Shareholder Agreements: Buy-Sell Provisions
Just as Operating Agreements govern the relationship among members of limited liability companies, Shareholder Agreements govern the relationship among shareholders of corporations. Among the more important matters a Shareholder Agreement can and should address is how decisions are made and how to address deadlocks, particularly when the shares are held evenly between two parties. Typically directors of a corporation make the decisions for the corporation (such as whom to hire, whether to borrow money, and whether to sell stock of the company), however shareholders can be given approval rights over such matters. Further, when shares are owned equally (50/50) between shareholders typically each shareholder has the right to name one board director, and thus deadlocks can and likely will occur on the board level. While there is usually no perfect way to address deadlocks, various approaches are:
1) Agreeing that some trusted third party will break the deadlock; or
2) Providing for a right of buy-out, whereby one shareholder can force a buy-out of his or her shares.
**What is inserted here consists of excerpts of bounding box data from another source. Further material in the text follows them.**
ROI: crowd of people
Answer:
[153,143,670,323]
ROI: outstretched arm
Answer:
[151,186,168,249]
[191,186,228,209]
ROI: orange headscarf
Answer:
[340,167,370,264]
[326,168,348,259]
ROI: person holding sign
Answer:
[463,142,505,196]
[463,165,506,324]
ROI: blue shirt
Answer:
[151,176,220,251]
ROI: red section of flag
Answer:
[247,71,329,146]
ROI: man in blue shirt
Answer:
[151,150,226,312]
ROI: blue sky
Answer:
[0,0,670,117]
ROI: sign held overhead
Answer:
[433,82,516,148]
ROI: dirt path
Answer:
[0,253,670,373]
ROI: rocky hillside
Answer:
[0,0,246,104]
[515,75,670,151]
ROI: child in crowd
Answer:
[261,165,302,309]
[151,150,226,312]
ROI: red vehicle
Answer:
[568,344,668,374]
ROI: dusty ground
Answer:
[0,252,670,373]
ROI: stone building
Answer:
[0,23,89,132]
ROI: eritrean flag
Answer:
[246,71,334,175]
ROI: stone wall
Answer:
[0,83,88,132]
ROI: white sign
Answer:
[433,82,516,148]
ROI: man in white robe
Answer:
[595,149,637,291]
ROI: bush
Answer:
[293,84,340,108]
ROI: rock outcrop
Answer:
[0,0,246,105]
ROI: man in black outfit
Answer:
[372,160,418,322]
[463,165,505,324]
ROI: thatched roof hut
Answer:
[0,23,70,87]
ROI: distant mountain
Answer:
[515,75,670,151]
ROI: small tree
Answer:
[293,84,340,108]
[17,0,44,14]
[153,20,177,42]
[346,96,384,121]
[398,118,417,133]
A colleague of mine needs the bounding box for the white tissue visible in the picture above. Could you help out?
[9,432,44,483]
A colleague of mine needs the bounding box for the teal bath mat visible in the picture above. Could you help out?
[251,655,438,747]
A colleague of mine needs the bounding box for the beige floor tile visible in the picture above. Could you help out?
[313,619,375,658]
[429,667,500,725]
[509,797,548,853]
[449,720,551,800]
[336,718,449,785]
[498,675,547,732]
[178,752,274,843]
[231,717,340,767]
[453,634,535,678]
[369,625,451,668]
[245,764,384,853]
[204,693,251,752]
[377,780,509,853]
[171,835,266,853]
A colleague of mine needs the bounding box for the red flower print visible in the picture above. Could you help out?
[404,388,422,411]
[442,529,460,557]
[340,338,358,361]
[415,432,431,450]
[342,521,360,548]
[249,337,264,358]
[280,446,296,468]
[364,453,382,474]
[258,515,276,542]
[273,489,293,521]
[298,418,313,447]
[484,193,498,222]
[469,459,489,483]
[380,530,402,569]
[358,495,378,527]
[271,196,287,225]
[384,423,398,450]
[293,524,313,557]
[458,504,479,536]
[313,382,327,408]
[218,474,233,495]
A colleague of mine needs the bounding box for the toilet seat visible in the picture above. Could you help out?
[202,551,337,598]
For instance, either shareholder can be granted the right to demand his or her stock be purchased by the other shareholder at whatever price the demanding shareholder selects. The other shareholder would then have to either (i) buy the shares at that price, or (ii) sell his or her shares to the demanding shareholder at that price.
Other options might also be available for a corporation, depending on the circumstances particular to the corporation.